The department is treating goods movement more urgently than in the past because shippers, the users of the transport system, have stood up and said congestion in the transportation network is beginning to undermine their businesses and the economy, Shane said.
Policymakers intuitively understood the importance of efficient transport lanes, “but it is being said to the federal government in a way that has never been said before and with great clarity,” Shane said.
During the past 15 months groups of shippers have huddled with DOT and White House officials to explain what they expect from an efficient transport system.

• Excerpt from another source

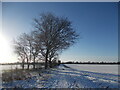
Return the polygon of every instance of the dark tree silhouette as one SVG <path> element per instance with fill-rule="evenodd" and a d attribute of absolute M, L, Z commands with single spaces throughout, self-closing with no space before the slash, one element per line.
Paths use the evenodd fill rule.
<path fill-rule="evenodd" d="M 48 61 L 54 60 L 59 52 L 74 44 L 78 37 L 68 18 L 52 13 L 43 13 L 34 19 L 34 28 L 34 35 L 40 42 L 40 51 L 45 58 L 45 69 L 48 68 Z"/>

Shane said government officials haven’t done a good job of getting the public to understand the importance of logistics and get lawmakers to make freight projects a priority.
“Maybe part of the problem is we tend to preach to the choir” at transportation industry conferences,” he said. “Maybe we need to be more active in getting out to educate the public” that logistics is one of the big growth sectors of the U.S. economy with many good-paying jobs.
Possible solutions identified by DOT to help finance freight projects are greater use of low-interest federal loan programs such as the Transportation Infrastructure and Finance Act (TIFIA) and the Railroad Rehabilitation and Improvement Financing (RRIF) program, as well as state infrastructure banks and private activity bonds, Shane said.
Railroads invest about $2.6 billion per year to maintain their tracks and fleets, but are having a hard time expanding capacity to meet the demand generated by the boom in international trade. Edward Hamberger, president of the American Association of Railroads, said railroads are interested in investment tax credits to help them add railroad capacity.
The department would like to use TIFIA and RRIF funds to help build on-dock rail, truck gates and other intermodal improvements at ports, Shane said. The highway transportation bill expands the types of projects that are eligible for TIFIA credits.
He also applauded the ports of Los Angeles and Long Beach for considering user fees for each container transiting the port complex to help fund infrastructure improvements.